周三下午三点一刻,清和坐在图书馆二楼靠墙的位置,手里的铅笔在素描本上无意识地画着圆圈。一个又一个,重叠,交错,没有起点也没有终点,像她此刻的心情。
这个位置是她新选的。不靠窗,光线暗一些,但足够安静。更重要的是,从这里看不见那个靠窗第三排的老座位,也看不见窗外网球场的方向。很好。眼不见,心不烦——她试图这样说服自己。
但耳朵还是能听见。窗外隐约传来的击球声,一声,又一声,规律而有力。是网球部在训练。周三下午,雷打不动的训练时间。往常这个时候,她应该己经收拾好东西,准备去球场边的长椅了。坐在树荫下,看书,或者画画,安静地等哥哥训练结束。

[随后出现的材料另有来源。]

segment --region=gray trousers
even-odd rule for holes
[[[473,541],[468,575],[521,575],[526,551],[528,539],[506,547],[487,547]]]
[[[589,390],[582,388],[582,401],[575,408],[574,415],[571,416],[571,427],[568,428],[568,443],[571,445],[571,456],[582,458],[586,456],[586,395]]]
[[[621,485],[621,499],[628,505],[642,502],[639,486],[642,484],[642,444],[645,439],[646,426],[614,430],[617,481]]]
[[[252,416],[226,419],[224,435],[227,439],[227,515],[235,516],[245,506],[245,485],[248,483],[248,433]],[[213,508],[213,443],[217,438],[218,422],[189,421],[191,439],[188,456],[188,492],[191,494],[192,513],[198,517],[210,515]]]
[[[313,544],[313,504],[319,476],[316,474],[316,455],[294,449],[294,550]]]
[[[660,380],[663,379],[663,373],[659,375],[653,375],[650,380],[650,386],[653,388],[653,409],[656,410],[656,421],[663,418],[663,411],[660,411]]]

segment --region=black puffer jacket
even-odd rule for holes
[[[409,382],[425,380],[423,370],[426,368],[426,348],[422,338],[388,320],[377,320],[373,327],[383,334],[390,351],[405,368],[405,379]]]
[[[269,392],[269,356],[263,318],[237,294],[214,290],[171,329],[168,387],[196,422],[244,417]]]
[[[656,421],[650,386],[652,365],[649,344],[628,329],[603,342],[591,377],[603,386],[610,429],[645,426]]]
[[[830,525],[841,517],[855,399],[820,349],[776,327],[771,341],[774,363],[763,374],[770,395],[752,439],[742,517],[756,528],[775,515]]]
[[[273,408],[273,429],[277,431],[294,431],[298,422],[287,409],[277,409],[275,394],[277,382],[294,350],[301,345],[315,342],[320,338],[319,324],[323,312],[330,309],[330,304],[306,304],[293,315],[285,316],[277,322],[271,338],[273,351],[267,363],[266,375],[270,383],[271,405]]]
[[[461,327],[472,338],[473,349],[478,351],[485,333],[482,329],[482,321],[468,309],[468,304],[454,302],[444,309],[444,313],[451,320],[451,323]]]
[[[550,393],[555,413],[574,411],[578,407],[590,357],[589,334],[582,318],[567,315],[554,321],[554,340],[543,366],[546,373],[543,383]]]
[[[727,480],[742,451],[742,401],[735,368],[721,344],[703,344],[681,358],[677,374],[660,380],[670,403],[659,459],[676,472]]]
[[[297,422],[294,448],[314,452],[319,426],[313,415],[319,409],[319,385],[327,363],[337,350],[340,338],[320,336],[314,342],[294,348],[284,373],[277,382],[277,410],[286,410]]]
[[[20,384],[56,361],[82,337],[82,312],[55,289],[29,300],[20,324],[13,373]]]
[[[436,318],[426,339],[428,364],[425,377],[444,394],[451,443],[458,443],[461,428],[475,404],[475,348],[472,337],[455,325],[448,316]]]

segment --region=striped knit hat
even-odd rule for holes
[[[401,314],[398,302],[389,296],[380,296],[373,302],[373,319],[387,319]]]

但今天不会了。从周日哥哥找她谈话到现在,己经三天了。这三天,她严格地执行着“保持距离”的决定。没有去球场边,没有坐靠窗的位置,没有在图书馆待到西点——她三点就来了,画一个小时,然后提前离开,在网球部训练开始前就回家。
很安全。很理智。很……符合柳生家作风的做法。
但她心里那块被挖空的地方,并没有因为这些“安全”的举动而愈合。反而好像更空了,空得能听见回音,空得有点疼。
铅笔在纸上用力了一些,圆圈画破了纸,留下一个小洞。她皱皱眉,拿起橡皮,开始擦。擦得很用力,纸面起了毛,发出刺耳的刺啦声。
“轻点擦。纸要破了。”
声音很轻,带着一种不耐烦的、生硬的语调。清和抬起头,看见五十岚树不知什么时候站在了她桌边。他还是那副样子,茶色的头发有点乱,挑染的蓝色在日光灯下泛着冷冽的光。深褐色的眼睛正盯着她手里那本被擦破的素描本,眉头微微皱着。
“你……”清和愣了愣,“你怎么在这儿?”
“图书馆你家开的?”五十岚反问,语气依然硬邦邦的。但他没有走开,反而在她对面的位置坐下了,把手里的画册重重地放在桌上。“我不能来?”
“我不是这个意思。”
“那你是什么意思?”五十岚盯着她,目光很锐利,像要把人看穿。“这几天,你躲哪儿去了?”
清和又愣了。她没想到五十岚会注意到她的“消失”。他们不算熟,甚至可以说关系很糟——上次在美术社,他们差点吵起来。但此刻,五十岚的表情很认真,不像是来找茬的。
“我没躲。”她说,声音很轻。
“哦。”五十岚点点头,然后嗤笑一声,“那你为什么换位置了?以前不是坐靠窗那边吗?光线好,视野好,还能看见球场——多适合你这种‘安静观察’的风格。”
他说“安静观察”时,语气里带着一丝若有若无的嘲讽。但清和听出来了,那嘲讽不是针对她,而是针对某种……别的什么东西。也许是针对她自己现在这种“躲避”的行为。
“光线太强,刺眼。”最后,她只能这么说,一个很蹩脚的理由。
五十岚又嗤笑一声,但这次没说话。他低下头,翻开自己带来的画册。是很厚的一本欧洲古典油画集,翻开的那一页是维米尔的《戴珍珠耳环的少女》。画面很暗,但少女的脸在黑暗中散发着柔和的光,眼神清澈,带着一种难以言说的忧伤和神秘。
“看这个。”五十岚用手指点了点画面,“光。真正的光。不是你在海边画的那种……甜腻的夕阳。是黑暗中的光,是压抑中的希望,是沉默中的诉说。”
他说得很认真,语气里没有了平时的尖锐和攻击性,更像是在分享某种重要的发现。清和凑过去看。确实,这幅画的光处理得很妙。少女的脸是画面中唯一明亮的部分,但那种明亮不是刺眼的,是柔和的,从内部散发出来的。眼睛里的高光很小,但很亮,像黑暗中唯一不灭的星。
“她很难过。”清和轻声说。
“不只是难过。”五十岚摇摇头,手指轻轻拂过画页上少女的嘴角,“是隐忍。是把所有情绪都收在心里,不让别人看见。但光出卖了她。光落在她眼睛里,落在她嘴唇上,落在耳环上——每一处光,都在诉说那些她说不出口的话。”
他顿了顿,抬起头看向清和,深褐色的眼睛在日光灯下显得很深,很沉。
“你之前画的光,太表面了。美,但没灵魂。现在……”他指了指清和素描本上那些被擦破的圆圈,“连表面都不要了。首接逃避。”